Die Behandlung ist an einem toten Punkt angelangt. Toni und Alette weigern sich, über die Vergangenheit zu sprechen. Außerdem wird es zusehends schwieriger, Ashley dazu zu überreden, daß sie sich einer Hypnose unterzieht.

März:

Das Tagebuch ist immer noch leer. Ich bin mir nicht sicher, wer mehr Widerstand leistet, Ashley oder Toni. Wenn ich Ashley hypnotisiere, kommen Toni und Alette für kurze Zeit zum Vorschein. Sie weigern sich beharrlich, über die Vergangenheit zu sprechen.

Juni:

Ich spreche regelmäßig mit Ashley, aber ich habe das Gefühl, daß es keinerlei Fortschritt zu verzeichnen gibt. Das Tagebuch ist nach wie vor unberührt. Ich habe Alette eine Staffelei und Farben besorgt. Ich erhoffe mir einen Durchbruch, wenn sie anfängt zu malen.

Juli:

Irgend etwas ist geschehen, aber ich bin mir nicht sicher, ob es ein Anzeichen für einen Fortschritt ist. Alette hat ein wunderschönes Bild vom Klinikgelände gemalt. Sie schien sich zu freuen, als ich sie dazu beglückwünschte. An diesem Abend war das Bild zerfetzt.

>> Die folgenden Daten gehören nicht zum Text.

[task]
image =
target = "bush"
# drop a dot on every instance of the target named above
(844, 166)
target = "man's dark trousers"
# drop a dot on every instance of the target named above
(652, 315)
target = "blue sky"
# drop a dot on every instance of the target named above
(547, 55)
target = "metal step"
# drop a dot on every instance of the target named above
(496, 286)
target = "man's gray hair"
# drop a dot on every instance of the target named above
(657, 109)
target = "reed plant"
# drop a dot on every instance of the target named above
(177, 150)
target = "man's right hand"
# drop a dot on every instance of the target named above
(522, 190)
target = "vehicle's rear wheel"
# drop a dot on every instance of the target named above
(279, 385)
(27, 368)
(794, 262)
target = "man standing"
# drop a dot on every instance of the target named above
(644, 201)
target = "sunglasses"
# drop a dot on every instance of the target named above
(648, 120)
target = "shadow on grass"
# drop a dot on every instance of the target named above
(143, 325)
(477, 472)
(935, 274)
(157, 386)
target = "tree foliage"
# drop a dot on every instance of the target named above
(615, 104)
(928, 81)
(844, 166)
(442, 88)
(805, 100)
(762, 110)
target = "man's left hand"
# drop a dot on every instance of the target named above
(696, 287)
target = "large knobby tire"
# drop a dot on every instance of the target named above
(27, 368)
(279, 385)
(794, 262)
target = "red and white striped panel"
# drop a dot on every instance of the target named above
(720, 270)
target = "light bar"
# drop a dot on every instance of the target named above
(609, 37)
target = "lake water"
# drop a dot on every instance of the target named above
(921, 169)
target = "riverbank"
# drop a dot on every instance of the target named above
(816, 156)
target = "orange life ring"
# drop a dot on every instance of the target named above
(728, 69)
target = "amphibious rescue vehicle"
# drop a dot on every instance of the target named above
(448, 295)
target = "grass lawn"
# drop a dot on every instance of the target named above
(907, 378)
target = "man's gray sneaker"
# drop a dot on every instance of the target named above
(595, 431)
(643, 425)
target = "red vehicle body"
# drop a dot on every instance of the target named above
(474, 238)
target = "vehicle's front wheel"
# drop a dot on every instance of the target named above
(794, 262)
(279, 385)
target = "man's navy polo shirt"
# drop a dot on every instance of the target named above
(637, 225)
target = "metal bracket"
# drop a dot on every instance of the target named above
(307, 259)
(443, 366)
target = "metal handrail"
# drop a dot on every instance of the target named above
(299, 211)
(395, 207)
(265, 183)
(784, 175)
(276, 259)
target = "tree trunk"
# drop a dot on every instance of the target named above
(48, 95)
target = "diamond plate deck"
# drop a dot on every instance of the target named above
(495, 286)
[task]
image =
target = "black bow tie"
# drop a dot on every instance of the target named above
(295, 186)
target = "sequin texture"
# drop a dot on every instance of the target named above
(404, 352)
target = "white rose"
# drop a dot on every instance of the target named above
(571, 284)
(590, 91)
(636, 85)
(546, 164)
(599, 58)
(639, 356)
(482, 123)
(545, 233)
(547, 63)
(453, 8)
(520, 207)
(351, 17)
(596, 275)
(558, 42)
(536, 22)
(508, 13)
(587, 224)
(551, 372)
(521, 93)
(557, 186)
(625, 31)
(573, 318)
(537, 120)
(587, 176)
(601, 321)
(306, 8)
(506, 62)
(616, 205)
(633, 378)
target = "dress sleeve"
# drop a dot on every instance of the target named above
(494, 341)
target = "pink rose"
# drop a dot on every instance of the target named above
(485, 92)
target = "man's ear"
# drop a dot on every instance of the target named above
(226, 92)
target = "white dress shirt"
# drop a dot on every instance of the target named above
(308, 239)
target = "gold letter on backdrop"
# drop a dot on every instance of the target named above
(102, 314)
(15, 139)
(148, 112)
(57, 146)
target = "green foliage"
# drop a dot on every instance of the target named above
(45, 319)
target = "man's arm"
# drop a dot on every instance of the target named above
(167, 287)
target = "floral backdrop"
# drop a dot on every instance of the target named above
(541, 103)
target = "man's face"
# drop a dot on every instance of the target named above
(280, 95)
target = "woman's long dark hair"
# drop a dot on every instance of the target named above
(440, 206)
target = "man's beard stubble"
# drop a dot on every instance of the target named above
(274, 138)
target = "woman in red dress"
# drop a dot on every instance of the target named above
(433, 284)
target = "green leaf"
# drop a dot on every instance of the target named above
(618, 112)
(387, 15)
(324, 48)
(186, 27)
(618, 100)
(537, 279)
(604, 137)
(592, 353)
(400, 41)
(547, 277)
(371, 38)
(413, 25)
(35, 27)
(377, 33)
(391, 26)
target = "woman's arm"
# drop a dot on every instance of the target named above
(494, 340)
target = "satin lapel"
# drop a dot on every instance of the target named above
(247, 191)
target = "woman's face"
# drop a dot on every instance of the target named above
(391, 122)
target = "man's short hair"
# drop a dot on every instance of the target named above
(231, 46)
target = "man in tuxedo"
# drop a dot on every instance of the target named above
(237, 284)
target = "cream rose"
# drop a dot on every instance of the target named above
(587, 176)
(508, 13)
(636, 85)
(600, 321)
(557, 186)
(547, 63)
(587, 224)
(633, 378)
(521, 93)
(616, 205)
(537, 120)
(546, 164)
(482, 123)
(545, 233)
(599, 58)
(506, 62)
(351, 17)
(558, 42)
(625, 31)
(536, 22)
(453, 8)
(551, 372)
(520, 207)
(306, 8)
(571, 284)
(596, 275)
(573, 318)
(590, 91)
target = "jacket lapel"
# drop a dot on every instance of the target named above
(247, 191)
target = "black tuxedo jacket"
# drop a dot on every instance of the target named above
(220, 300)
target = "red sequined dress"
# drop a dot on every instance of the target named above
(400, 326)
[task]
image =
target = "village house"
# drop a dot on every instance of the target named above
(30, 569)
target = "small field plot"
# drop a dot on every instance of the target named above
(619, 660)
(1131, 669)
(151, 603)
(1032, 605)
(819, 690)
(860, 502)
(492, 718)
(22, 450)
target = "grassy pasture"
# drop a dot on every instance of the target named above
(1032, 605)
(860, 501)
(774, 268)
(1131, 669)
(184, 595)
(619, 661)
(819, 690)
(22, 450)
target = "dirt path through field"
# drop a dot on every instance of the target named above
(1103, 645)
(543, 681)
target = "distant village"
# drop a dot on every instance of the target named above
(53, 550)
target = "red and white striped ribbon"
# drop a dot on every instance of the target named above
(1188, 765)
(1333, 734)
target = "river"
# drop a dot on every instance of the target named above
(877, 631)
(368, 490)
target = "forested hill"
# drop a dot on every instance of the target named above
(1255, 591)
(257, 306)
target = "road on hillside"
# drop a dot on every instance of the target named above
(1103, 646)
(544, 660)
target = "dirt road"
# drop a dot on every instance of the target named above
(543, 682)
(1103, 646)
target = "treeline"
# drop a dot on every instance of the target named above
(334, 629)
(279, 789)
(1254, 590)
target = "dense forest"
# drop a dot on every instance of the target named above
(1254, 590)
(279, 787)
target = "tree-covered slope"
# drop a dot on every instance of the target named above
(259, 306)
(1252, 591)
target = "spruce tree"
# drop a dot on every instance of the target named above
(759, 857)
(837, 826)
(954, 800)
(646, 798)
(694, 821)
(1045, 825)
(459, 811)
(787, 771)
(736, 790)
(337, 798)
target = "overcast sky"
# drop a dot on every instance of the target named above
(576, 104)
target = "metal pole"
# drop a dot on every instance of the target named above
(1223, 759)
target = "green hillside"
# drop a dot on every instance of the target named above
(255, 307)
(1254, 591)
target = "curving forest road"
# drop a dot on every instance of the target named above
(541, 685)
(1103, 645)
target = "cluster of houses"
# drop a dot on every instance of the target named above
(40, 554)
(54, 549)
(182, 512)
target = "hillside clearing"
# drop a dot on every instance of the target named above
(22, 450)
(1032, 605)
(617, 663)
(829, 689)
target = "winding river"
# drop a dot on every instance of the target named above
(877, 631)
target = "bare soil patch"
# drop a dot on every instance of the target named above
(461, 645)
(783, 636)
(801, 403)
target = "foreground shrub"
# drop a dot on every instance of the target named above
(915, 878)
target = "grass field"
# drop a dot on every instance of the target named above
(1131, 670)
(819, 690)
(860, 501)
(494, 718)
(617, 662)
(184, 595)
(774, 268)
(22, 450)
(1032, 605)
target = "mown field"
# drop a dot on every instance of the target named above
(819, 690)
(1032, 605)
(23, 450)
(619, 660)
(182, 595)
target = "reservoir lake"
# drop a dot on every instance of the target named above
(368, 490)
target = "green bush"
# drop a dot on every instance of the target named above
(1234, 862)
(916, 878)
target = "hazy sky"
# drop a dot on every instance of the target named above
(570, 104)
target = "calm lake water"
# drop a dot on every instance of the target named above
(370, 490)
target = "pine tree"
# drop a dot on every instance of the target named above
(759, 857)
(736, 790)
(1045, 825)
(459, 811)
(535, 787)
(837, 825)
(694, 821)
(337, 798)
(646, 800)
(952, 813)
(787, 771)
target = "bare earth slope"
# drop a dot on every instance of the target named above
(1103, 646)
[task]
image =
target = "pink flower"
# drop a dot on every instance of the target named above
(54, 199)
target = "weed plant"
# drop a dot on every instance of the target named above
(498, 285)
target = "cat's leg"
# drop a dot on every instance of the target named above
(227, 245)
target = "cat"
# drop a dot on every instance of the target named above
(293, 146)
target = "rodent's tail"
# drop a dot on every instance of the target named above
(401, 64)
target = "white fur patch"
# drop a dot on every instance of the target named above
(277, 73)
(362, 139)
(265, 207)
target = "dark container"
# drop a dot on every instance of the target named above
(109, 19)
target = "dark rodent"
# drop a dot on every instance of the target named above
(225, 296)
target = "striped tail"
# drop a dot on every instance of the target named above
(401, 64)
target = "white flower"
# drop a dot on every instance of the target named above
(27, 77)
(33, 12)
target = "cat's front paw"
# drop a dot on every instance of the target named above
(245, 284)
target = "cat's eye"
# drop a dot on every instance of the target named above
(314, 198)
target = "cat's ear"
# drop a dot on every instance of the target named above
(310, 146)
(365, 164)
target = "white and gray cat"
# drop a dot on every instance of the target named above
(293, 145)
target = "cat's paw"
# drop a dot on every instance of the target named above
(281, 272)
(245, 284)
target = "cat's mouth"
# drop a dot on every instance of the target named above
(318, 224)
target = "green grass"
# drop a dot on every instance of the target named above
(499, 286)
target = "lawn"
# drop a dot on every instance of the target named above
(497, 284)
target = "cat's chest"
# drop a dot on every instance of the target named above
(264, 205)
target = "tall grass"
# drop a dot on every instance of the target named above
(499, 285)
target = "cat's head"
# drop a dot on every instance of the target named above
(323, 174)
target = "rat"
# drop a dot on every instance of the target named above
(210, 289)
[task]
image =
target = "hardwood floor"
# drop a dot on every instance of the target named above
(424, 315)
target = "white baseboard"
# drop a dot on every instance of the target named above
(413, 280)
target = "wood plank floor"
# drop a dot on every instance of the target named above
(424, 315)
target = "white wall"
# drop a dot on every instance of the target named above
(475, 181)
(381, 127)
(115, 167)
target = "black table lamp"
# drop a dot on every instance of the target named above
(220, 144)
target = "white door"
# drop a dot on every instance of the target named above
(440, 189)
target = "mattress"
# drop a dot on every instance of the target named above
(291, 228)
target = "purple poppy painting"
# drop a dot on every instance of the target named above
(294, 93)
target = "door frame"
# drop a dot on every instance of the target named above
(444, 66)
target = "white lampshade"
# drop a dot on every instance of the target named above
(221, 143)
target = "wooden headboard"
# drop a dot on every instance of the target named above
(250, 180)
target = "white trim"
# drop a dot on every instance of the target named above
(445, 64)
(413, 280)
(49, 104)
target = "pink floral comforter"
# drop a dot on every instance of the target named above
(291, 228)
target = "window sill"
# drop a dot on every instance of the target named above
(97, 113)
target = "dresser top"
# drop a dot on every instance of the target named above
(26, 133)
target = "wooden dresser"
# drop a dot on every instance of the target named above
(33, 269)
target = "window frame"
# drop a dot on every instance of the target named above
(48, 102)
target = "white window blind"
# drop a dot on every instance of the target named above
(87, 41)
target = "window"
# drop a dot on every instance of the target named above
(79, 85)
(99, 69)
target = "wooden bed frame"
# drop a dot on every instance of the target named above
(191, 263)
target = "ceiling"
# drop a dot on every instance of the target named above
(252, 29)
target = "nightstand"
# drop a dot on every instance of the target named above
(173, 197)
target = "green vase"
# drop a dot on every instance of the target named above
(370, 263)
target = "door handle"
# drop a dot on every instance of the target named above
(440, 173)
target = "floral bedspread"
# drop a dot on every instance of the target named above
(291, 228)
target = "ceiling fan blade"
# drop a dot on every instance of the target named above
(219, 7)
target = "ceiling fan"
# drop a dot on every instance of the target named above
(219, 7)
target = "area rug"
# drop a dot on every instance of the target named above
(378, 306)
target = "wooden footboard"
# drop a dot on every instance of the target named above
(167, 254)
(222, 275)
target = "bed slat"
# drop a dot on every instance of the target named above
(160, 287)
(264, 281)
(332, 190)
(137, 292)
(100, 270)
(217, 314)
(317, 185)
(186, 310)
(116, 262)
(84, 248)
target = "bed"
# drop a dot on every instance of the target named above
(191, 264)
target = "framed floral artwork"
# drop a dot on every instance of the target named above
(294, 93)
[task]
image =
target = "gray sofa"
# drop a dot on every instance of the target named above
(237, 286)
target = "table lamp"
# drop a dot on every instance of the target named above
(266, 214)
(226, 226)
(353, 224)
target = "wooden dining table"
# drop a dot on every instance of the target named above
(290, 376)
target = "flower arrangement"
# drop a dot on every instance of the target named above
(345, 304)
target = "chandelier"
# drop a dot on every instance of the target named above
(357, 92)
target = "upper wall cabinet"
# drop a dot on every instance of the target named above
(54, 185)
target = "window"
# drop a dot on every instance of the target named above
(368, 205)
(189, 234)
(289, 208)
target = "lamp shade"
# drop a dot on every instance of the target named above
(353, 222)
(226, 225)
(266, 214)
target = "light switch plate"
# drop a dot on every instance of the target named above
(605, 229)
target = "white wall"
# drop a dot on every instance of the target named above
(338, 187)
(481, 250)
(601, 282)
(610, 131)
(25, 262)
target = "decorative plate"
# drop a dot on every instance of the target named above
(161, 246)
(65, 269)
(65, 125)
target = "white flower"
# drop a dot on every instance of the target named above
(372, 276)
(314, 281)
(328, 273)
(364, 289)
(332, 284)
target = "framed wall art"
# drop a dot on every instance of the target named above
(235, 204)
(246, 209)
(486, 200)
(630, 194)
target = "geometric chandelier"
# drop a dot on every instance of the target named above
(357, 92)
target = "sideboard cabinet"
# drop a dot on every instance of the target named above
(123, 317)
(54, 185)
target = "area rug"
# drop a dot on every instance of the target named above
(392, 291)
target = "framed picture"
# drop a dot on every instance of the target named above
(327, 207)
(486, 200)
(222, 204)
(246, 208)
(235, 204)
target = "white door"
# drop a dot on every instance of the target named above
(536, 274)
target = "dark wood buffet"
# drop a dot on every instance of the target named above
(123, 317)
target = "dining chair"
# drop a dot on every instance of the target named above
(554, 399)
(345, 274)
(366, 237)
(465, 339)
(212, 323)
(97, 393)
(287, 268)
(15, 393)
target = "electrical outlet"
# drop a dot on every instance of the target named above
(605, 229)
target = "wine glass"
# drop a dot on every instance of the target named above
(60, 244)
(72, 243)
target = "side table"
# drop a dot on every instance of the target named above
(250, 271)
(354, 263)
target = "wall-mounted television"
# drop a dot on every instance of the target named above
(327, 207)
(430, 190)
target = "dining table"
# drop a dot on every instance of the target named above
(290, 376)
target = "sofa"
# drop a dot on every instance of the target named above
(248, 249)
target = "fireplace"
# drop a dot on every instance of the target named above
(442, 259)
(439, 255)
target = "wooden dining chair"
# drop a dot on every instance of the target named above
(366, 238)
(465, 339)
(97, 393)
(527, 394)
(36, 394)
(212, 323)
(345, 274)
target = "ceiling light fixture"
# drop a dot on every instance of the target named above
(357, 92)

Dr. Keller und Otto Lewison tranken zusammen Kaffee.

»Ich glaube, ich versuche es einmal mit Gruppentherapie«, sagte Dr. Keller. »Alles andere scheint nicht anzusprechen.«

»Wie viele andere Patienten wollen Sie hinzuziehen?«

»Allenfalls ein halbes Dutzend. Ich möchte, daß sie allmählich mit anderen Menschen interagiert. Derzeit lebt sie in ihrer eigenen Welt. Ich möchte sie da herausholen.«

Dr. Keller führte Ashley in das kleine Sitzungszimmer, in dem bereits eine Handvoll anderer Leute saßen.

»Ich möchte Sie mit ein paar Freunden bekannt machen«, sagte Dr. Keller.

Er führte Ashley herum und stellte sie vor, doch sie war zu sehr mit sich beschäftigt, um auf die Namen zu achten. Die Namen verschwammen alle miteinander. Da war die Fette, der Knochige, die Kahle, der Lahme, die Chinesin und der Sanftmütige. Alle wirkten ausgesprochen freundlich.